Love Story (1970)
Directed by Arthur Hiller
Starring: Ryan O’Neal, Ali MacGraw, John Marley, Ray Milland
“Love Story” as a title is projecting an impression of itself as the 101 of romance, a literary portrait, and whether one sees this as the pinnacle of its pin-holed genre is down to whether you buy into complexity being spurned for a lineated, easy-beaten path. Even the strengths of “Love Story” detract from the modesty of the patent-like setup. Spearheaded by one of the most rousing, iconic film scores, the accompaniment is utilised rashly, with a primary intention to manipulate the slightness of the film’s themes and plug them with an aesthetic sense of grandeur. Even at its most wrenchingly sour the dramatic force of the film is weary, since it permanently appears to be working to finalise its characters' uncertainties and encourage universal acceptance of fate. “Love Story” is constantly delivering on Shakespearian elements of romance and tragedy, but without making any of its characters daring or interesting enough, extinguishing what it enflames almost in fear of making its audience uncomfortable for ten minutes.
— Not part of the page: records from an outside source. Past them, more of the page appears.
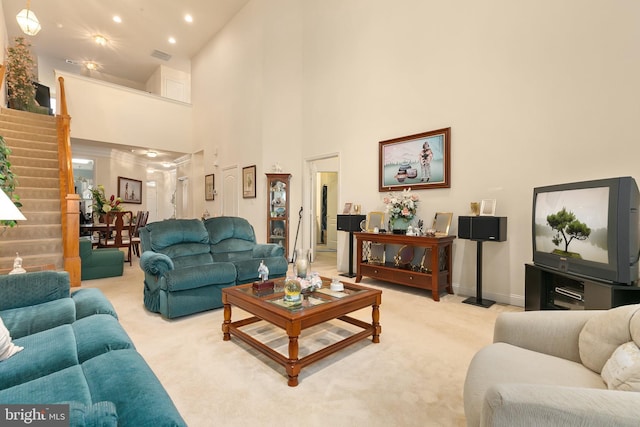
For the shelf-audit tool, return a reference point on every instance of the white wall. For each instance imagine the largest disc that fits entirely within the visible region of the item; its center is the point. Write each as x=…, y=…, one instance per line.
x=535, y=93
x=106, y=112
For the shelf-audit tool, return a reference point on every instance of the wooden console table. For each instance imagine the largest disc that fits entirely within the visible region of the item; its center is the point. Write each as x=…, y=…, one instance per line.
x=440, y=258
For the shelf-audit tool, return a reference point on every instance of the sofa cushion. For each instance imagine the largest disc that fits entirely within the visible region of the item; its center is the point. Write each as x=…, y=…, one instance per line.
x=22, y=290
x=622, y=370
x=226, y=227
x=603, y=334
x=173, y=231
x=101, y=414
x=44, y=353
x=99, y=334
x=505, y=363
x=90, y=301
x=193, y=260
x=185, y=249
x=36, y=318
x=137, y=393
x=208, y=274
x=61, y=386
x=7, y=347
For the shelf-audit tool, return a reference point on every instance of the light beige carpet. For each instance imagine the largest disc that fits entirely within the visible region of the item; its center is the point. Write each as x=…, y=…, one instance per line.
x=413, y=377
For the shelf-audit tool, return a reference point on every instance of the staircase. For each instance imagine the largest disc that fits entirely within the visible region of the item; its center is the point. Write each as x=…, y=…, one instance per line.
x=34, y=160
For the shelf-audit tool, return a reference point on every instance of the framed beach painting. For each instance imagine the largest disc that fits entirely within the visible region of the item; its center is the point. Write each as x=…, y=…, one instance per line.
x=418, y=161
x=130, y=190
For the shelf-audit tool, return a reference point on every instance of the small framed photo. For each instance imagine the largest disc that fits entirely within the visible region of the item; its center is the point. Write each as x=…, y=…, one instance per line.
x=488, y=207
x=130, y=190
x=209, y=187
x=249, y=182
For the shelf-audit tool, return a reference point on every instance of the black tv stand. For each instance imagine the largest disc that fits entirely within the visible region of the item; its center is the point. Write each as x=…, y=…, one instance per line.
x=549, y=289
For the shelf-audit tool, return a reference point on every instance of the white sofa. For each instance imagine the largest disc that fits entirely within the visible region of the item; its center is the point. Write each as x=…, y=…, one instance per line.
x=544, y=369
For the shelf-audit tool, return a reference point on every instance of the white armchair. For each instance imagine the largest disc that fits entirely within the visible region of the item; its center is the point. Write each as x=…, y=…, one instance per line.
x=544, y=369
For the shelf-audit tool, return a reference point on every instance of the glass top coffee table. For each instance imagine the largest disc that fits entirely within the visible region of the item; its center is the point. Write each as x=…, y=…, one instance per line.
x=320, y=306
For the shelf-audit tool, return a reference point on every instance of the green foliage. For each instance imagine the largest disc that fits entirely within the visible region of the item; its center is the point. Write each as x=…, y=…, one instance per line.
x=8, y=179
x=567, y=228
x=20, y=75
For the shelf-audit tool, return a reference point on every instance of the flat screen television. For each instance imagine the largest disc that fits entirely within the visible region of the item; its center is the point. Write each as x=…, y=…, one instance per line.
x=589, y=229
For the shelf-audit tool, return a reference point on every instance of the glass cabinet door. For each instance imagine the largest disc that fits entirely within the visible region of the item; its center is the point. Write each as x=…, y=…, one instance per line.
x=278, y=210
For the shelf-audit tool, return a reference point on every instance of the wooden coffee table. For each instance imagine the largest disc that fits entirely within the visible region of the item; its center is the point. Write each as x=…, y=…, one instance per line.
x=321, y=306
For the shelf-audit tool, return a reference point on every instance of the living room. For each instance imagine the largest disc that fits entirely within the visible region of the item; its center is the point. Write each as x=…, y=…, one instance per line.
x=535, y=94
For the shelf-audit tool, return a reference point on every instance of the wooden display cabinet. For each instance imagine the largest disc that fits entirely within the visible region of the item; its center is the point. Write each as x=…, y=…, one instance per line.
x=278, y=209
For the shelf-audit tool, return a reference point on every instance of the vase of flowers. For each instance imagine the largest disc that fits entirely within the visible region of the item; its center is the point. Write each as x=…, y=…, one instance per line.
x=20, y=76
x=401, y=209
x=101, y=205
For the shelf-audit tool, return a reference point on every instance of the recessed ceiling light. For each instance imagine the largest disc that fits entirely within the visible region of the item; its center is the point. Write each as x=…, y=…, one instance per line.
x=100, y=39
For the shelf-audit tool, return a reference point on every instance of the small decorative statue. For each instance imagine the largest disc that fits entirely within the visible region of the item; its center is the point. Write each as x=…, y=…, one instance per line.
x=263, y=271
x=17, y=265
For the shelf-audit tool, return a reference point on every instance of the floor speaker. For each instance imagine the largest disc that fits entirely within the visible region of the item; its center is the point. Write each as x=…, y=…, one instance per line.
x=485, y=228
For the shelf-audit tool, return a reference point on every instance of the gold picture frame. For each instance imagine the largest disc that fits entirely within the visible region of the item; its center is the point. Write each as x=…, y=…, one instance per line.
x=442, y=223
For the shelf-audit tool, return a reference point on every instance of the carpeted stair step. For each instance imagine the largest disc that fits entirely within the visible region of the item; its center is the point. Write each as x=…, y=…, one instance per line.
x=42, y=182
x=32, y=139
x=30, y=148
x=26, y=171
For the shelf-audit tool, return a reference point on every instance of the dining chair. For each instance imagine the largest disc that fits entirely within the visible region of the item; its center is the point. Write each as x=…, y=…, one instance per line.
x=118, y=232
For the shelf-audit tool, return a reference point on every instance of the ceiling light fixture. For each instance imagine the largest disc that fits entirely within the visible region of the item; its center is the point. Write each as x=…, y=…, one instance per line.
x=100, y=39
x=27, y=21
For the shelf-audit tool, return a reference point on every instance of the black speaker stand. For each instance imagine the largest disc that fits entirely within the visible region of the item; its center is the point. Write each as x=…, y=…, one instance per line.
x=477, y=300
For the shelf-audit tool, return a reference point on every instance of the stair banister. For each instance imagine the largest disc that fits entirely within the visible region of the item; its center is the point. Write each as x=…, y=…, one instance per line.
x=69, y=200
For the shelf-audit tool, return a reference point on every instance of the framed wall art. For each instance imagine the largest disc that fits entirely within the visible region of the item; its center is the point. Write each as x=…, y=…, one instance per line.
x=418, y=161
x=209, y=187
x=130, y=190
x=249, y=182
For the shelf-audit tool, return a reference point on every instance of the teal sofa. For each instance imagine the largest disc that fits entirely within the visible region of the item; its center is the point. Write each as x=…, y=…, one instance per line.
x=187, y=262
x=76, y=353
x=100, y=263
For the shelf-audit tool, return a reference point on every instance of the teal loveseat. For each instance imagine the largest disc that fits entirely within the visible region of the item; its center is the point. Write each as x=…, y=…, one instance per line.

The famously spoken tagline of the film, “Love means never having to say you’re sorry”, speaks volumes. The people who cried during “Love Story” more likely did so in the way one would observe homeless, neglected animals on charity ads. The film is designed to collate thoughts about love as fateful and significant into a commonplace collective – of course romance can be tragic, but “Love Story” is willing us to accept its own shallow pool of thought as an honest concession. In the same vein as its characters we’re sucked into a regimental order of cinematic control, indoctrinated into a brand of weeping consumers neutered of senses, unconcerned with real people and real problems. “Love Story” is escapist fare, not in the least unconditional, and therefore somebody somewhere is surely owed an apology.